Her rising soul pushed at the gates of death,
Till, like a creek from which the moon has drunk
The tide, they yawned empty and bare of hope.
All spectral grew her heart with tearless grief
As some sweet plot of lichens reft of rain.
"There are no angels now," she said, "to roll
The stone away. O that He now were here
To raise my dead, if 'tis not all a myth!"
And as she spoke she lift a bitter face
Into the eyes of the bright Easter day.
Not far away she saw a little child
Of scarce five years, and drawing near she knew
Him one who never felt a mother's kiss,—
Now sitting at the grave where one long month
Had slept his father,—kith nor kin bequeathed
The boy in the wide circle of the earth.
She knew that, rose and rosebud on one stem,
Father and child had crimsoned life with love,
And that the wind of death had snatched
The rose and left the unsheltered bud alone;
Yet blinded by the night of her own grief
Scarce had she seen his golden day's eclipse.

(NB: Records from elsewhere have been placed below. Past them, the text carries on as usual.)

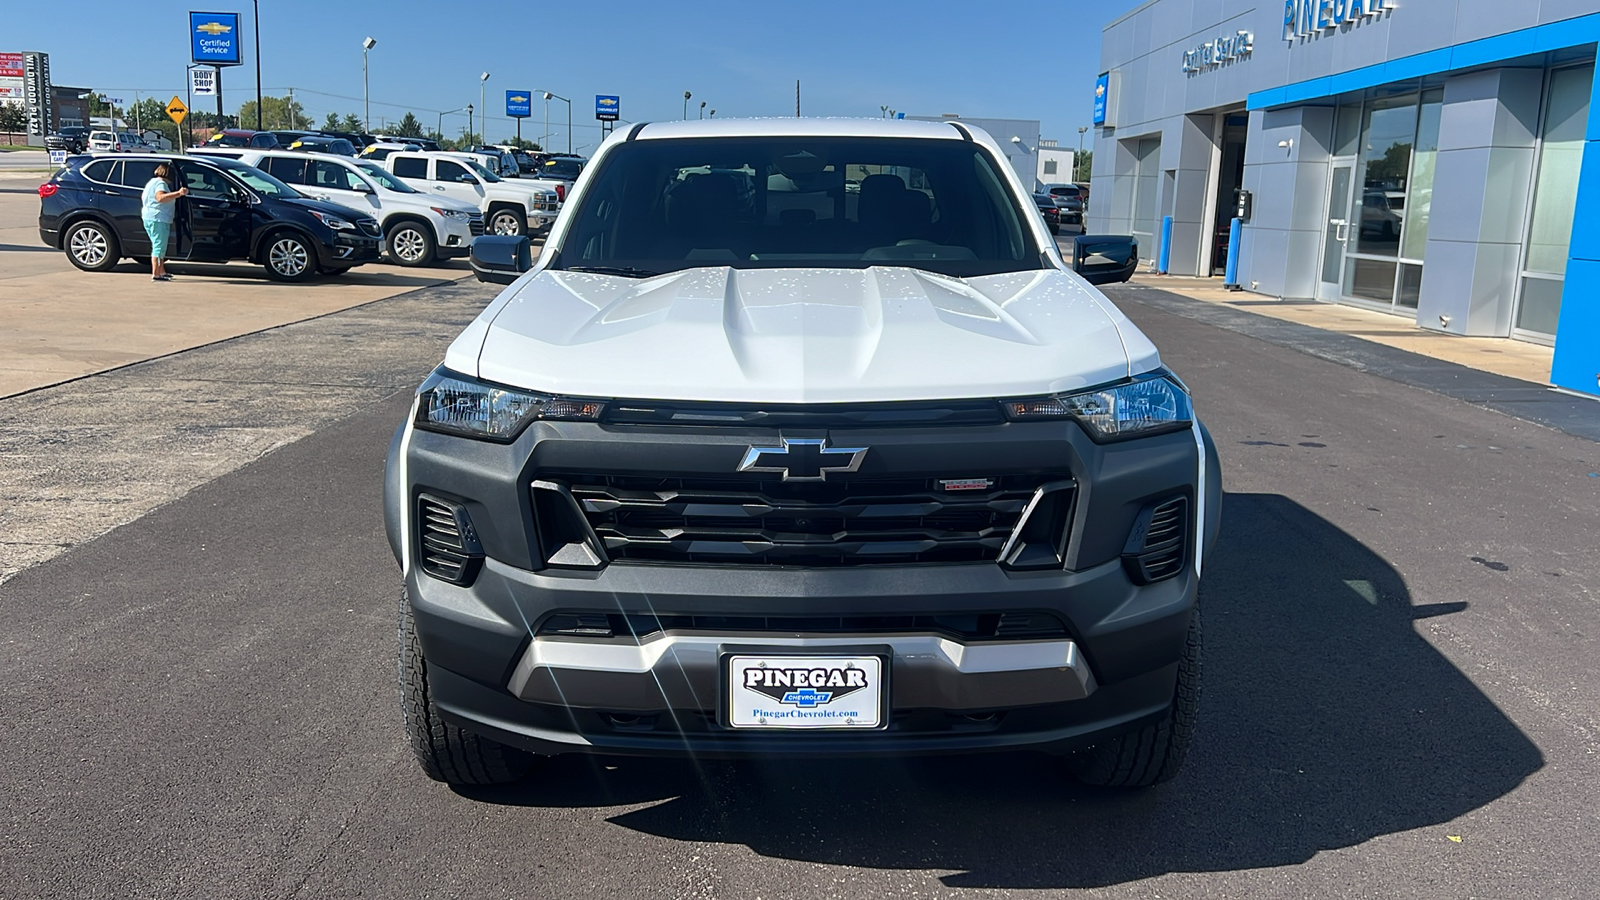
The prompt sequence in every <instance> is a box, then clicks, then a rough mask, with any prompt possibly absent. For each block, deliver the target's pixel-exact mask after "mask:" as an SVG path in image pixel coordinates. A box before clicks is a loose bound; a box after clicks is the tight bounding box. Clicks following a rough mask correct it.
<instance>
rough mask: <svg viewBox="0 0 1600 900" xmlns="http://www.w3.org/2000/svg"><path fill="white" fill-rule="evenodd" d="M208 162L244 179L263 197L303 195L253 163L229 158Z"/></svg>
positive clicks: (278, 196) (281, 196) (229, 174)
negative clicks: (265, 172) (295, 190)
mask: <svg viewBox="0 0 1600 900" xmlns="http://www.w3.org/2000/svg"><path fill="white" fill-rule="evenodd" d="M206 162H210V163H211V165H214V167H218V168H221V170H222V171H227V173H229V175H232V176H234V178H237V179H240V181H243V183H245V184H248V186H250V187H251V191H254V192H256V194H261V195H262V197H272V199H274V200H296V199H299V197H302V194H301V192H299V191H294V189H293V187H290V186H288V184H283V183H282V181H278V179H277V178H272V176H270V175H267V173H264V171H261V170H259V168H256V167H253V165H245V163H242V162H238V160H229V159H211V160H206Z"/></svg>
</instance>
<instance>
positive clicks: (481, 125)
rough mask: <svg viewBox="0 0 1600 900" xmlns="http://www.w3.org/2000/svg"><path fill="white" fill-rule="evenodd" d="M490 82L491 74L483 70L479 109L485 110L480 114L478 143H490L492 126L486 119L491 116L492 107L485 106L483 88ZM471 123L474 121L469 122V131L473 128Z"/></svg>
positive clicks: (483, 143)
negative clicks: (489, 133) (491, 109)
mask: <svg viewBox="0 0 1600 900" xmlns="http://www.w3.org/2000/svg"><path fill="white" fill-rule="evenodd" d="M488 83H490V74H488V72H483V74H482V75H478V109H482V110H483V114H482V115H478V144H486V143H488V130H490V127H488V122H486V120H488V117H490V107H486V106H483V90H485V88H486V86H488ZM470 125H472V123H470V122H469V123H467V131H470V130H472V128H470Z"/></svg>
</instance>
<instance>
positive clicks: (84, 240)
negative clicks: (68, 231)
mask: <svg viewBox="0 0 1600 900" xmlns="http://www.w3.org/2000/svg"><path fill="white" fill-rule="evenodd" d="M106 253H107V247H106V234H104V232H101V231H99V229H98V227H80V229H77V231H74V232H72V258H74V259H77V261H78V263H82V264H83V266H101V264H104V263H106Z"/></svg>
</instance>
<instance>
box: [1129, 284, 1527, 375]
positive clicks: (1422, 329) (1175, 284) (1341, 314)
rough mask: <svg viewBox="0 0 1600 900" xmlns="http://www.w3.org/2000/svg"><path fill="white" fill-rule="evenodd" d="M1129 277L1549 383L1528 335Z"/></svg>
mask: <svg viewBox="0 0 1600 900" xmlns="http://www.w3.org/2000/svg"><path fill="white" fill-rule="evenodd" d="M1131 283H1134V285H1141V287H1150V288H1158V290H1165V291H1168V293H1176V295H1179V296H1187V298H1190V299H1200V301H1205V303H1214V304H1219V306H1227V307H1234V309H1242V311H1246V312H1254V314H1258V315H1270V317H1272V319H1280V320H1285V322H1296V323H1299V325H1309V327H1312V328H1322V330H1325V331H1334V333H1339V335H1350V336H1354V338H1362V340H1363V341H1373V343H1376V344H1384V346H1387V348H1395V349H1402V351H1408V352H1414V354H1419V356H1426V357H1430V359H1440V360H1445V362H1453V364H1456V365H1464V367H1467V368H1475V370H1478V372H1491V373H1494V375H1504V376H1507V378H1517V380H1520V381H1531V383H1534V384H1549V383H1550V359H1552V356H1554V352H1555V351H1554V349H1552V348H1546V346H1541V344H1533V343H1528V341H1514V340H1510V338H1462V336H1459V335H1446V333H1442V331H1429V330H1426V328H1418V327H1416V323H1414V322H1413V320H1411V319H1408V317H1403V315H1390V314H1387V312H1374V311H1370V309H1360V307H1355V306H1344V304H1338V303H1318V301H1314V299H1275V298H1270V296H1266V295H1259V293H1250V291H1230V290H1226V288H1222V279H1190V277H1182V275H1154V274H1138V275H1134V277H1133V282H1131Z"/></svg>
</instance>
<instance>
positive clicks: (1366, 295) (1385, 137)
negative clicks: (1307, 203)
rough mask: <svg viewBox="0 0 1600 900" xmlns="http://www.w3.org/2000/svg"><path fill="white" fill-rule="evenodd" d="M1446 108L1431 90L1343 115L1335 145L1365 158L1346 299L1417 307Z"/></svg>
mask: <svg viewBox="0 0 1600 900" xmlns="http://www.w3.org/2000/svg"><path fill="white" fill-rule="evenodd" d="M1443 102H1445V91H1443V90H1442V88H1430V90H1427V91H1421V93H1408V94H1398V96H1382V98H1374V99H1370V101H1366V104H1365V106H1363V107H1362V112H1360V119H1357V117H1355V115H1354V114H1355V109H1354V107H1342V109H1341V110H1339V115H1338V123H1336V127H1334V131H1336V133H1334V146H1336V149H1346V151H1354V152H1357V154H1358V155H1357V175H1355V186H1357V189H1355V191H1354V192H1352V194H1354V195H1352V197H1350V207H1352V210H1350V218H1349V221H1350V232H1349V242H1347V245H1346V247H1344V250H1346V255H1344V285H1342V287H1344V296H1347V298H1352V299H1358V301H1363V303H1374V304H1381V306H1387V307H1390V309H1392V311H1400V309H1406V311H1410V309H1416V304H1418V296H1419V295H1421V288H1422V256H1424V251H1426V248H1427V224H1429V218H1430V213H1432V207H1434V162H1435V159H1437V155H1438V117H1440V109H1442V107H1443ZM1357 122H1360V128H1358V130H1357Z"/></svg>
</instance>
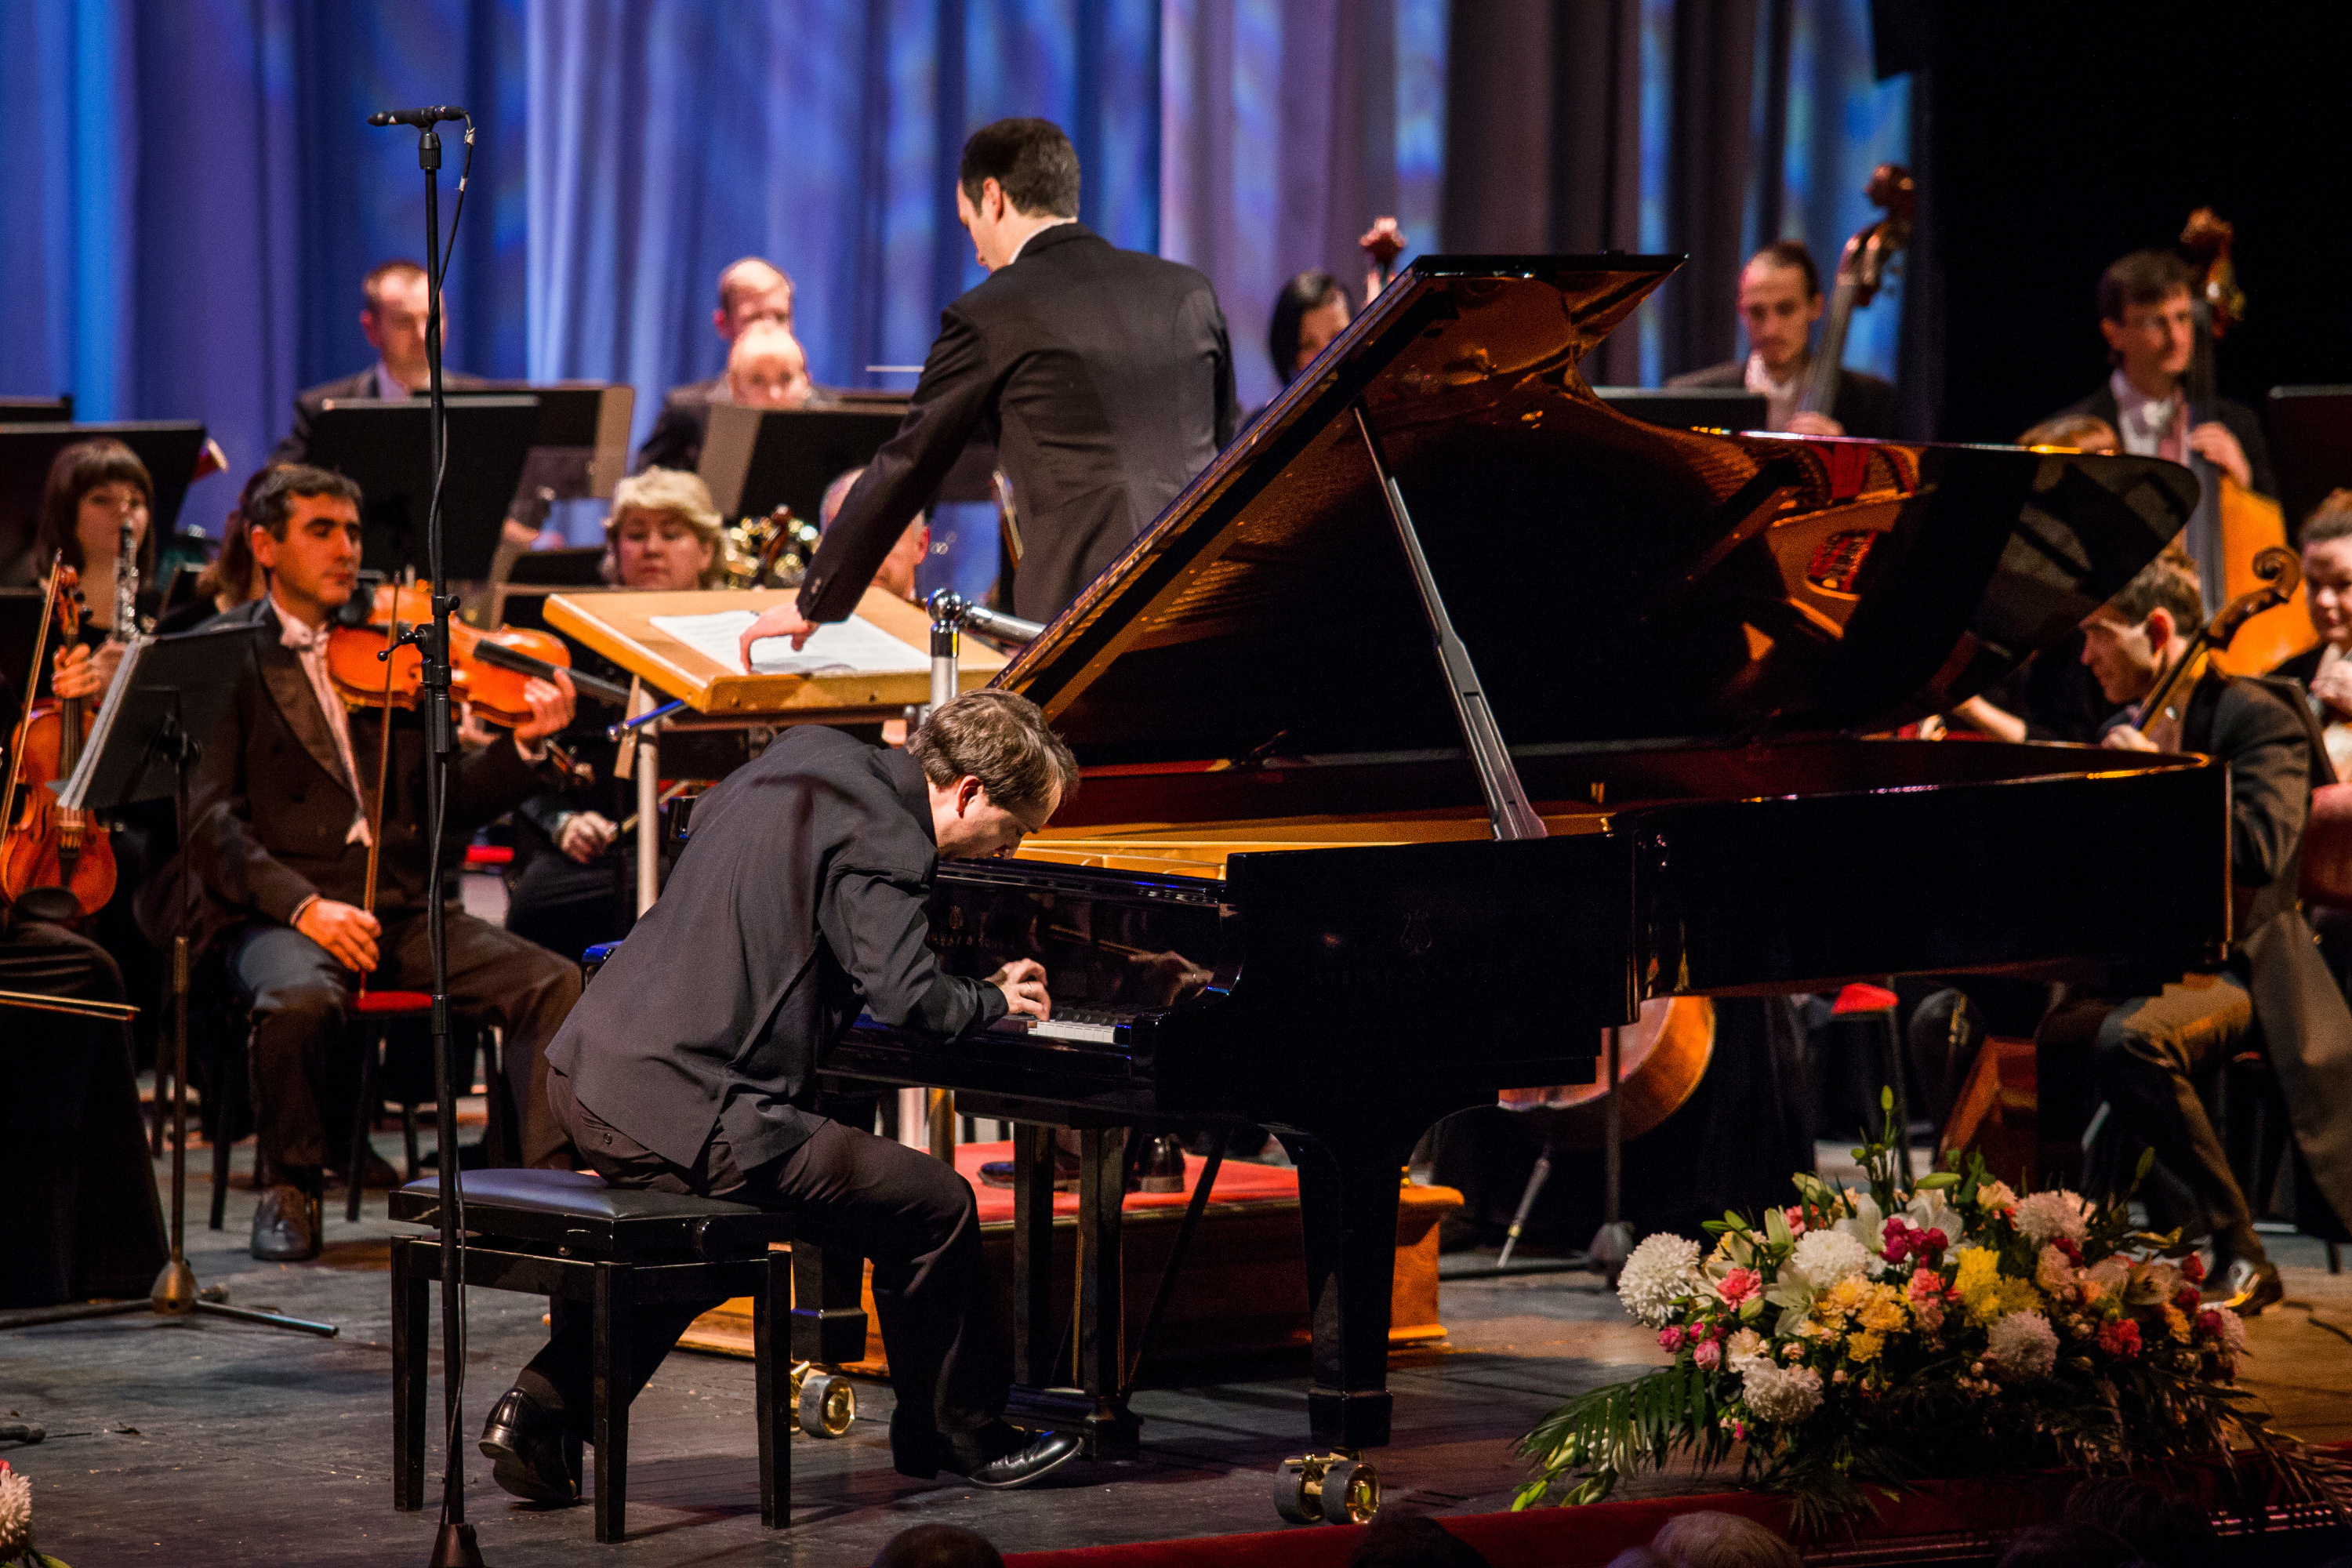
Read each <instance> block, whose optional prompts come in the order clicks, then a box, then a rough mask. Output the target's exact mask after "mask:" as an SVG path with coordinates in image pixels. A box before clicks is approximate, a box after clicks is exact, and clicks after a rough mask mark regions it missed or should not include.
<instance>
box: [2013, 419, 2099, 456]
mask: <svg viewBox="0 0 2352 1568" xmlns="http://www.w3.org/2000/svg"><path fill="white" fill-rule="evenodd" d="M2018 447H2067V449H2072V451H2122V449H2124V440H2122V437H2119V435H2117V433H2114V425H2110V423H2107V421H2105V418H2100V416H2098V414H2060V416H2056V418H2044V421H2042V423H2039V425H2034V428H2032V430H2027V433H2025V435H2020V437H2018Z"/></svg>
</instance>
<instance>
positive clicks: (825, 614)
mask: <svg viewBox="0 0 2352 1568" xmlns="http://www.w3.org/2000/svg"><path fill="white" fill-rule="evenodd" d="M1077 181H1080V169H1077V150H1075V148H1073V146H1070V139H1068V136H1063V132H1061V129H1058V127H1056V125H1051V122H1047V120H997V122H995V125H985V127H981V129H978V132H974V134H971V139H969V141H967V143H964V155H962V162H960V167H957V188H955V212H957V219H960V221H962V223H964V230H967V233H969V235H971V247H974V252H976V254H978V261H981V266H983V268H988V280H985V282H981V284H978V287H974V289H969V292H967V294H964V296H962V299H957V301H955V303H953V306H948V310H946V313H943V320H941V334H938V339H936V341H934V343H931V353H929V357H927V360H924V367H922V381H920V383H917V386H915V395H913V407H910V409H908V414H906V423H901V425H898V433H896V435H894V437H891V440H889V442H884V444H882V451H877V454H875V458H873V463H868V465H866V475H863V477H861V480H858V484H856V487H854V489H851V491H849V501H844V503H842V515H840V520H837V522H835V527H833V531H830V534H826V541H823V543H821V545H818V550H816V559H814V562H809V574H807V576H804V578H802V585H800V599H797V604H779V607H774V609H769V611H764V614H762V616H760V618H757V621H755V623H753V625H750V628H748V630H746V632H743V658H746V668H748V658H750V644H753V642H757V639H760V637H793V642H795V646H800V644H802V642H807V637H809V632H811V630H814V628H816V623H821V621H842V618H844V616H849V614H851V611H854V609H856V604H858V595H863V592H866V585H868V583H873V578H875V567H880V564H882V557H887V555H889V552H891V548H896V543H898V538H901V536H903V534H906V524H908V522H913V517H915V512H920V510H924V508H927V505H931V501H934V498H936V494H938V487H941V482H943V480H946V477H948V470H950V468H953V465H955V461H957V456H962V451H964V442H967V440H969V437H971V435H974V433H976V430H985V433H990V435H993V437H995V444H997V454H1000V461H1002V468H1004V475H1007V480H1009V487H1011V503H1014V508H1016V520H1018V522H1016V529H1018V538H1021V545H1018V569H1016V574H1014V592H1011V599H1014V611H1016V614H1021V616H1025V618H1030V621H1051V618H1054V616H1056V614H1061V611H1063V609H1065V607H1068V604H1070V602H1073V599H1075V597H1077V592H1080V590H1082V588H1084V585H1087V583H1091V581H1094V578H1096V574H1101V571H1103V567H1108V564H1110V559H1112V557H1115V555H1117V552H1120V550H1124V548H1127V545H1129V543H1131V541H1134V536H1136V534H1138V531H1141V529H1143V527H1145V524H1150V520H1152V517H1157V515H1160V510H1162V508H1164V505H1167V503H1169V501H1171V498H1174V496H1176V491H1181V489H1183V487H1185V482H1190V477H1192V475H1195V473H1200V470H1202V468H1204V465H1207V463H1209V458H1214V456H1216V451H1218V447H1223V444H1225V442H1228V440H1232V428H1235V397H1232V348H1230V343H1228V339H1225V313H1223V310H1221V308H1218V303H1216V289H1211V287H1209V280H1207V277H1202V275H1200V273H1195V270H1192V268H1188V266H1178V263H1174V261H1162V259H1160V256H1145V254H1138V252H1122V249H1115V247H1112V244H1110V242H1108V240H1103V237H1101V235H1096V233H1094V230H1089V228H1087V226H1084V223H1080V221H1077Z"/></svg>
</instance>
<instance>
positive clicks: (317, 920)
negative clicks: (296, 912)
mask: <svg viewBox="0 0 2352 1568" xmlns="http://www.w3.org/2000/svg"><path fill="white" fill-rule="evenodd" d="M294 929H296V931H301V933H303V936H308V938H310V940H313V943H318V945H320V947H325V950H327V952H329V957H334V961H336V964H341V966H343V969H353V971H358V973H362V976H365V973H372V971H374V969H376V938H379V936H383V926H381V924H379V922H376V917H374V914H369V912H367V910H362V907H358V905H348V903H336V900H332V898H313V900H310V907H308V910H303V912H301V914H296V917H294Z"/></svg>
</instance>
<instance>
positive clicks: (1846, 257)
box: [1797, 162, 1919, 418]
mask: <svg viewBox="0 0 2352 1568" xmlns="http://www.w3.org/2000/svg"><path fill="white" fill-rule="evenodd" d="M1863 193H1865V195H1867V197H1870V205H1872V207H1879V209H1884V212H1886V216H1884V219H1877V221H1875V223H1865V226H1863V228H1858V230H1856V233H1853V237H1851V240H1846V249H1844V252H1842V254H1839V256H1837V282H1835V287H1832V289H1830V315H1828V317H1823V322H1820V346H1818V348H1816V350H1813V364H1811V369H1806V374H1804V393H1799V395H1797V414H1820V416H1823V418H1828V416H1830V409H1832V407H1837V383H1839V376H1844V374H1846V329H1849V327H1851V324H1853V313H1856V310H1860V308H1865V306H1867V303H1870V301H1872V299H1877V296H1879V289H1882V287H1884V284H1886V270H1889V268H1891V266H1893V259H1896V256H1898V254H1900V252H1903V247H1905V244H1910V228H1912V214H1915V212H1917V207H1919V181H1915V179H1912V172H1910V169H1905V167H1903V165H1893V162H1882V165H1879V167H1877V169H1872V172H1870V186H1865V188H1863Z"/></svg>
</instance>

Now swift she marked the tender mobile lips,
The spirit-light aglow in eye, on brow,
And the rare beauty of the noble face.
"Is your name Mary," fearlessly he asked,
"Who with the angels talked when the great stone
Was rolled away?—" "O no, dear child," she said,—
"Whom are you looking for?" With reverent mien,
Yet eager voice, "For Jesus," said the child.
"O Jesus is not here, my darling boy,
He's risen, you know." "Yes," said the wistful face,
"I've waited here all day for Him to come
And raise my father up. I thought perhaps
He sent you, 'tis so late, to bid me stay
A little—O 'tis never too late for
Jesus!" he said, and brushed away the tear;
"He's sure to come, for 'tis the Rising-Day."
The woman stoopt to kiss the wondrous boy,
And sat beside him there upon the grave,
And sobbed like organ swept by the master's hand.
"What makes you cry?—perhaps your father's here
To be raised up?" "No darling,—but my child."
He stroked the woman's hand: "Don't cry," he said,
"Jesus does not forget the Rising-Day,
He'll surely come and give to you your child
And me my father—He will come to-night.
I saw the two men who from Emmaus came,
Go by at early morn, and Jesus will
Meet them, and turn and this way come, as they
In wonder all about His dying talk,
And rising too. The men will know Him not,
But I shall, and will call to Him to stop
And raise my father up." "How shall you know
Him, my dear boy?" she asked. "O by His smile,
And by the picture father shewed me once,
But" (with his hand upon his heaving breast)
"I'll know Him best by the love I keep in here."
"Shall you?" she said, "and are you sure you'll know
Your father?" "My own father!" said the boy,
With wondering voice, "I'll know him by the love,
And so will you your child. They will not look
The same, for Jesus did not, but they knew
Him by His love." And finer grew the face
As the fond lingering voice, in love's own tones,
Repeated: "And we'll know them by the love."
Moveless a moment, as the tide at full,
Her heart hung in a balance, and as its
Tremulous deeps swayed to the signs of heaven,
Its wave broke o'er the banks of self to life.
"Philip," she cried, and clasped him in her arms,
"Jesus has gone to heaven, and I am sent
By Him to take you to your father now.
Come!" With faith strong as is the noonday sight,
Instant the child clasped home her trembling hand,
And passed without the gates, nor backward lookt.
Silent he went, for expectation held
Him fast, and a great light was on her face.